Here is the math to compare the mean, median, and mode of healthcare spending across every ICD-10 diagnosis:
# Calculate the mean healthcare spending for each ICD-10 diagnosis
mean_healthcare_spending = np.mean(healthcare_spending_per_diagnosis)
# Calculate the median healthcare spending for each ICD-10 diagnosis
median_healthcare_spending = np.median(healthcare_spending_per_diagnosis)
# Calculate the mode of healthcare spending for each ICD-10 diagnosis
mode_healthcare_spending = np.mode(healthcare_spending_per_diagnosis)
To calculate a P value for if there is a difference between all general medical diagnoses versus all mental health/substance use diagnoses, we can use a two-sample t-test.
The null hypothesis is that there is no difference in mean healthcare spending between the two groups. The alternative hypothesis is that there is a difference in mean healthcare spending between the two groups.
# Conduct a two-sample t-test
ttest_results = ttest_ind(
healthcare_spending_for_general_medical_diagnoses,
healthcare_spending_for_mental_health_diagnoses
)
# Extract the p-value from the t-test results
p_value = ttest_results.pvalue
The p-value is the probability of obtaining the observed results if the null hypothesis is true. A p-value of less than 0.05 is generally considered to be statistically significant. Keen observers will note that this involves multiple comparisons, and to be really sure that these things are different, and not a fluke fluke, in science we would do a Bonferroni correction3 for multiple comparisons. Here is the math for that!
# Calculate the number of comparisons
number_of_comparisons = len(healthcare_spending_per_diagnosis) - 1
# Calculate the Bonferroni-corrected alpha value
alpha_corrected = alpha / number_of_comparisons
# Conduct a two-sample t-test, Bonferroni-corrected
ttest_results_corrected = ttest_ind(
healthcare_spending_for_general_medical_diagnoses,
healthcare_spending_for_mental_health_diagnoses,
alpha=alpha_corrected
)
# Extract the p-value from the t-test results
p_value_corrected = ttest_results_corrected.pvalue
Department of Labor, this is just one way to address a Mental Health party, but it's pretty scientifically ironclad, and if they fail this test, it's really hard to argue they succeed in any other manner absent compelling data. This is also relatively easy dated a pole from Healthcare payers, because they know what they pay for things. That's the whole business.

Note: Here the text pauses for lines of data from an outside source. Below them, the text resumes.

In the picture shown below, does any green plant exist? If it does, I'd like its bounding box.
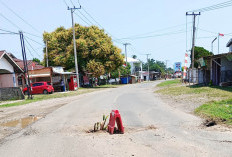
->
[93,115,109,132]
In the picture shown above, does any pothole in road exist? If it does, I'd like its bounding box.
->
[85,125,157,134]
[203,120,217,127]
[0,116,42,129]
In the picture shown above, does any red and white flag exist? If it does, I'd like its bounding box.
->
[219,33,224,37]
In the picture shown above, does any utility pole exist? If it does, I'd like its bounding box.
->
[218,33,220,54]
[211,37,217,53]
[46,40,48,67]
[186,12,201,82]
[68,6,81,89]
[165,60,169,78]
[145,53,151,81]
[123,43,131,84]
[19,31,32,99]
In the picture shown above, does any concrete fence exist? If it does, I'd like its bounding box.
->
[0,87,24,101]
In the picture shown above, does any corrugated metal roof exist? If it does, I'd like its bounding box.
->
[226,38,232,47]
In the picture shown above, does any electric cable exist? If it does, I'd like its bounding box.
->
[24,36,44,46]
[190,0,232,12]
[25,38,41,59]
[0,0,40,33]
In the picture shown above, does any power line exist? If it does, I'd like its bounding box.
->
[25,38,41,58]
[118,30,186,40]
[0,0,40,33]
[70,0,75,6]
[0,28,19,34]
[190,0,232,12]
[121,22,192,39]
[74,12,91,26]
[0,13,21,30]
[25,36,44,46]
[63,0,68,7]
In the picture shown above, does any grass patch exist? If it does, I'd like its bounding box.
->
[157,79,180,87]
[156,82,232,125]
[195,99,232,125]
[94,84,124,88]
[156,85,232,100]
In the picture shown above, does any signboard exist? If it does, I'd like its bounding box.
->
[174,62,182,72]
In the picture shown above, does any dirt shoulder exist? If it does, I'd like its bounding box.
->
[0,88,113,141]
[155,79,232,128]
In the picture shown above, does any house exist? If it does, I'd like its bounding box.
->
[124,57,142,76]
[197,52,232,86]
[28,67,77,91]
[124,57,144,81]
[0,51,23,88]
[0,50,24,100]
[226,38,232,52]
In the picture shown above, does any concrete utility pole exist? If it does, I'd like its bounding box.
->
[211,37,217,53]
[46,40,48,67]
[19,31,33,99]
[123,43,131,84]
[186,12,201,82]
[68,6,81,89]
[145,53,151,81]
[218,33,220,54]
[165,60,169,78]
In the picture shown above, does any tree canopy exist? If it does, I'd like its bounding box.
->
[43,24,123,77]
[190,46,213,68]
[143,59,166,73]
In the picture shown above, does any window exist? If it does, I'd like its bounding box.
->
[18,76,23,86]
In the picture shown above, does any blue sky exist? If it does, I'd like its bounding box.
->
[0,0,232,67]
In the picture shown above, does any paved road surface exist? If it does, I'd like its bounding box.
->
[0,81,232,157]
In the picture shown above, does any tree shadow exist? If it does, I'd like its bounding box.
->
[187,84,232,92]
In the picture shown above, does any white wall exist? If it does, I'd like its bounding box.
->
[0,74,14,88]
[0,57,14,73]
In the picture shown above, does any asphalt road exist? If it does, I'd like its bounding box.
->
[0,81,232,157]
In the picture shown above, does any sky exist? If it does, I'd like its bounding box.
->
[0,0,232,67]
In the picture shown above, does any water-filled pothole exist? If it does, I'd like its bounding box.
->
[0,116,41,129]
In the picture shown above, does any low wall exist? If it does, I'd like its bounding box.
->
[0,87,24,100]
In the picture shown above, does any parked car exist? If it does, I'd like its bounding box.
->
[23,82,54,95]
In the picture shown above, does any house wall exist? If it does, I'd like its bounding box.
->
[0,74,15,88]
[0,87,24,100]
[0,57,14,73]
[229,45,232,52]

Repeat the above math for both median and mode, and you have a pretty robust mental health parity check that is not a heavy lift for the department of labor.
If they fail the above test, I think it's on them to prove they have better outcomes and access to those at lower cost.
Which would of course qualify for a safe harbor, but I think we have to see the data.
Big Health, thank me later.
But every scientific study in biomedical science accepts a small possibility that the results could not be due to our intervention, they could be due to chance.
And then we demand replication of those studies—because our same conclusion being due to chance, but twice? The risk is tiny.
The Bonferroni correction adjusts the alpha value for the number of comparisons being made. This helps to control the false positive rate, which is the probability of incorrectly rejecting the null hypothesis.
In this case, the Bonferroni-corrected alpha value is alpha divided by the number of comparisons.
So, if the original alpha value was 0.05, then the Bonferroni-corrected alpha value would be 0.05/(len(healthcare_spending_per_diagnosis) - 1).
The Bonferroni-corrected p-value is then calculated using the Bonferroni-corrected alpha value. So, if the p-value from the uncorrected t-test was 0.01, then the Bonferroni-corrected p-value would be 0.01/(len(healthcare_spending_per_diagnosis) - 1).
A Bonferroni-corrected p-value of less than 0.05 is still considered to be statistically significant.